Arabuluculuk sistemine binlerce başvuru... Doç. Dr. Ahmet Ayar: Sorunları çözmez

Kira anlaşmazlıklarında mahkemeden önce arabuluculuk zorunluluğu 1 Eylül itibarıyla resmen başladı. 1 Eylül ile 13 Eylül tarihleri arasında yurt genelinde ev sahibi-kiracı anlaşmazlıklarına ilişkin yaklaşık 10 bin arabuluculuk başvurusu yapıldı. İstanbul Adliyesi’ne ise aynı tarihler arasında başvuru sayısı 1250 oldu. Arabuluculuk başvurusuna gelen yurttaşların kimi umutlu olduğunu belirtirken kimi ise yeni bir uygulama olduğu için huzursuz olduğunu dile getirdi.

Rengin Temoçin

Kadir Has Üniversitesi Hukuk Fakültesi Öğretim Üyesi ve İstanbul Barosu Yönetim Kurulu Üyesi Doç. Dr. Ahmet Ayar ise söz konusu uygulamanın sorunları çözmeye yeterli olmayacağını, yurttaşın kira anlaşmazlıklarını yine mahkemelerde çözmek zorunda kalacağını dile getirdi. 

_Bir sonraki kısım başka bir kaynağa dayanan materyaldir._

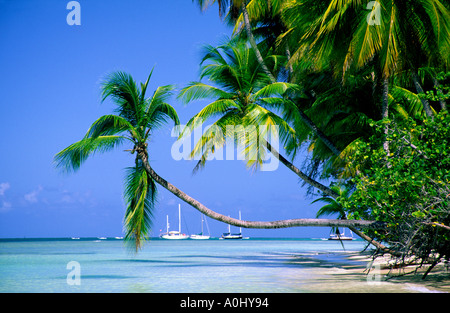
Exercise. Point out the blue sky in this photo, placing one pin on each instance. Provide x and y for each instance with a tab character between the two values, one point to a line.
50	95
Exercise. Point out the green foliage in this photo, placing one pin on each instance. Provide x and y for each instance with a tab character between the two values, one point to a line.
409	189
137	116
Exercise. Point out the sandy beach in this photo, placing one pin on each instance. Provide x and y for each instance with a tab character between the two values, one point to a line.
348	272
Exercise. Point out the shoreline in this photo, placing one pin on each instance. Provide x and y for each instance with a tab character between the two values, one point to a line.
351	270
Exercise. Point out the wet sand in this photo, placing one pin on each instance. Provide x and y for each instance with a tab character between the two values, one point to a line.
349	272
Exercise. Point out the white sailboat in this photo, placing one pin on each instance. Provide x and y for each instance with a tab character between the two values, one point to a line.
201	236
229	235
174	234
340	236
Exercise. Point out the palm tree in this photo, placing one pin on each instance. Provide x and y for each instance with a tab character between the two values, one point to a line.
243	96
333	207
237	7
136	118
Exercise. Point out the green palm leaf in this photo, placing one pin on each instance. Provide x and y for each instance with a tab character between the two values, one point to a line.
74	155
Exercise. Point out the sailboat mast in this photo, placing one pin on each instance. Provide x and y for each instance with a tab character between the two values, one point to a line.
202	224
179	218
167	223
240	228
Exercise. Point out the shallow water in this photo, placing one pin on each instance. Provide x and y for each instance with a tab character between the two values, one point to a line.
185	266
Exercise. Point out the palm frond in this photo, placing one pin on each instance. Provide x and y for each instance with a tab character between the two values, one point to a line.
198	91
110	125
122	88
71	158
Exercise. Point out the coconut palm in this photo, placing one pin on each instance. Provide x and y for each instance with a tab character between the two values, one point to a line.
136	118
243	97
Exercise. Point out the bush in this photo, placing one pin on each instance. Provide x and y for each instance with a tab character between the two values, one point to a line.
409	189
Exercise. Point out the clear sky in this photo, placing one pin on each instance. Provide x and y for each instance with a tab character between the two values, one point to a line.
50	95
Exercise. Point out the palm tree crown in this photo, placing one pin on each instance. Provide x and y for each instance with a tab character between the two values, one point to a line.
242	95
136	118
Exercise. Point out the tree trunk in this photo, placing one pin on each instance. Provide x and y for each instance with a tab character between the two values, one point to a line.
439	89
425	103
385	115
299	173
248	224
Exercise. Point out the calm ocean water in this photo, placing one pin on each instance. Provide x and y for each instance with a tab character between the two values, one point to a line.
254	265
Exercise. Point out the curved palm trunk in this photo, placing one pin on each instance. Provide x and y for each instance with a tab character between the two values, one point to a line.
425	103
351	224
299	173
248	224
439	89
385	115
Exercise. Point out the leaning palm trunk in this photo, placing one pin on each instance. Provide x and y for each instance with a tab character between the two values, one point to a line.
299	173
351	224
385	115
247	224
425	103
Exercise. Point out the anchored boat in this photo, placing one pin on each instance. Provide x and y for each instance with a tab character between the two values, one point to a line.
174	234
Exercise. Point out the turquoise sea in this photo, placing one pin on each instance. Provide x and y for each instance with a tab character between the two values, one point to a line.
184	266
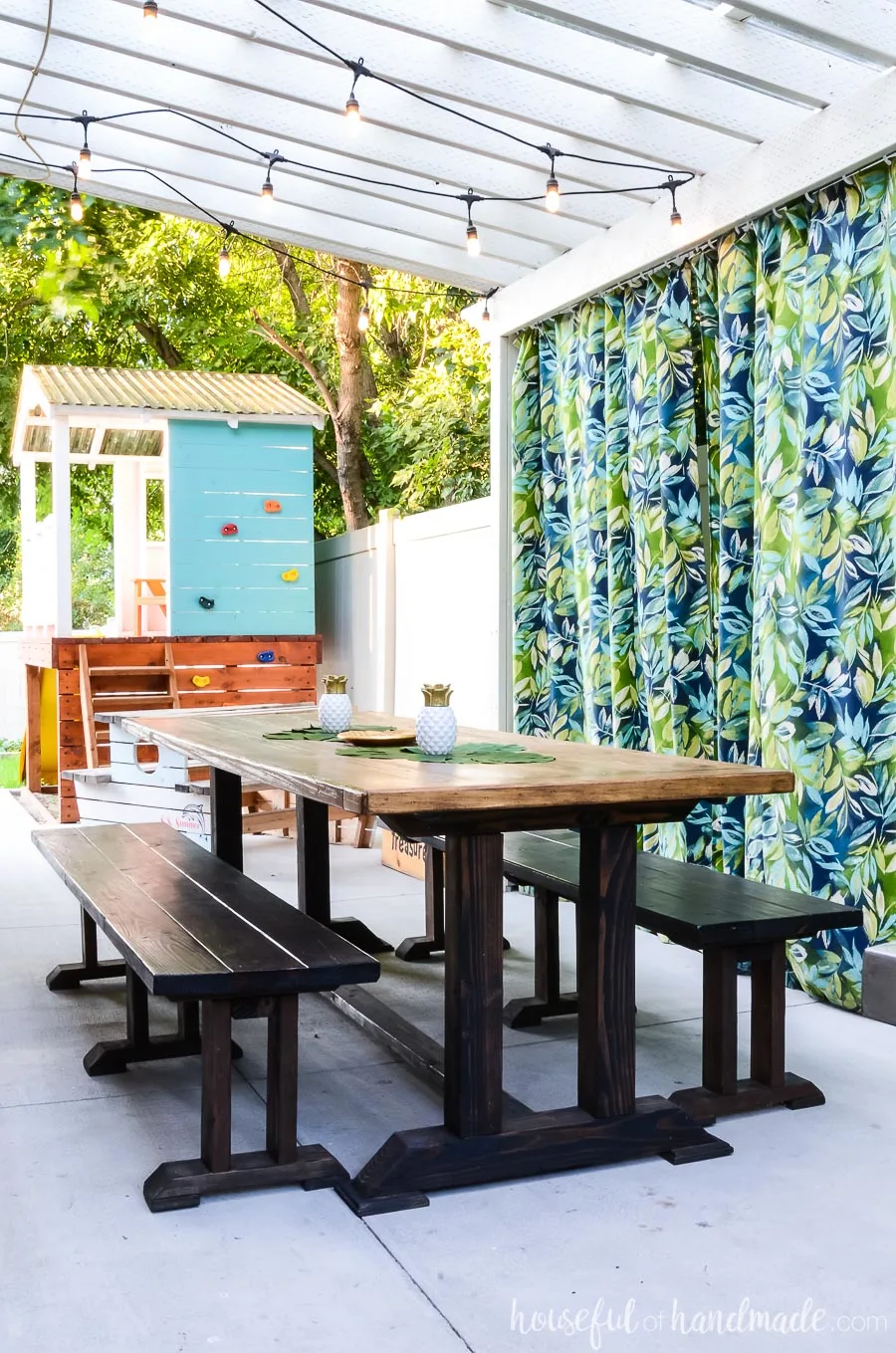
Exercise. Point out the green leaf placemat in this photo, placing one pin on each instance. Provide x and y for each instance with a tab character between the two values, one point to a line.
493	754
315	734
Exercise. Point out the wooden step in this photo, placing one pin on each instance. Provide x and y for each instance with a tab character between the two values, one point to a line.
131	697
128	671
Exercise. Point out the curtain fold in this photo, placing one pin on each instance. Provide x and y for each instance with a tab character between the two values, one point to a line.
778	352
613	636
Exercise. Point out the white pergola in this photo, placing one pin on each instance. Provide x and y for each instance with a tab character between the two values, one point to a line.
763	101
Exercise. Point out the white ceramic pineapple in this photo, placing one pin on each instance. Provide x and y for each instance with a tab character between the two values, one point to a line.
436	723
335	707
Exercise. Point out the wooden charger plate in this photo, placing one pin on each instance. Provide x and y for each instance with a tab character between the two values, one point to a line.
377	738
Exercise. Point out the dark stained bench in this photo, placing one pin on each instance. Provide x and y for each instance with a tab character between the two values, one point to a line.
730	919
196	930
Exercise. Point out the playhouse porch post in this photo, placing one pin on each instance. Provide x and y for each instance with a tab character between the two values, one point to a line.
61	523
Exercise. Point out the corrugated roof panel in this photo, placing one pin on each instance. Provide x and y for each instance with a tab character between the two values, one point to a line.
173	391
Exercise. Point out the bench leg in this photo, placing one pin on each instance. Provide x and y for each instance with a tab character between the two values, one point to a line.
417	949
112	1057
180	1184
65	977
769	1085
528	1011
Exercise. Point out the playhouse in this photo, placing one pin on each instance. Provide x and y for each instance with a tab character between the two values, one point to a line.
213	505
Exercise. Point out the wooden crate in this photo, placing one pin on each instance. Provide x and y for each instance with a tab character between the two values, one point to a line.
403	855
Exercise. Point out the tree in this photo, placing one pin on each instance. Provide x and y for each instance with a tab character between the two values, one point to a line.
406	400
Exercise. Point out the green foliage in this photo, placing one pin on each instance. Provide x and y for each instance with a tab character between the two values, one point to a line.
131	289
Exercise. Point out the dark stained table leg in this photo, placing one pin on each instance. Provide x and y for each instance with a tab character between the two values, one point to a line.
226	816
67	977
417	949
477	1142
474	984
313	851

Doç. Dr. Ahmet Ayar, adliyelerdeki arabuluculuk başvurularındaki yoğunluğa ilişkin, “Son dönemde gündemi oldukça meşgul eden kiraya veren-kiracı arasındaki uyuşmazlıklara ilişkin arabuluculuk başvurularının yoğunluğunu normal karşılıyorum. Maalesef toplumsal uzlaşıyı ekonomik ve sosyolojik yönden kaybettik. Hem kiraya verenler hem de kiracılar hayat pahalılığı sebebiyle yaşam standartlarında büyük düşüş yaşadılar. Konut kiralarına getirilen yüzde 25’lik sınır gerçekçi olamadı” dedi. 

(Doç. Dr. Ahmet Ayar)

“Bu uygulamayı aile hekimliğine benzetiyorum” diyen Ayar, “Çok hastasınız ve aile hekimine gitseniz de oradan muhakkak hastaneye gidip tedavi olmak zorundasınız. Dolayısıyla bu uygulama ilk etapta mahkemelerin yükünü kısa vadede azaltacak gibi gözükse de maalesef bu ekonomik koşullar altında vatandaşın arabuluculuk kurumu ile sorunlarını ilk kademede çözmesi kolay olmayacak. Sonunda yine vatandaş mahkemelere başvuracak” diye konuştu. 

‘TEK ÇARE OLAMAZ’

Doç. Dr. Ahmet Ayar sözlerini şu ifadeleri kullandı: “Hukuk ve demokrasi çok sihirli kavramlar ancak bunun altını eğitim, bilim ve üretim ile dolduramazsanız hukuk sorunlara tek başına çare olamaz. Dolayısıyla arabuluculuk gibi ortaya çıkan yeni kurumlar toplumsal sorunları kökünden çözmeye maalesef yeterli olamayacak kanaatindeyim.”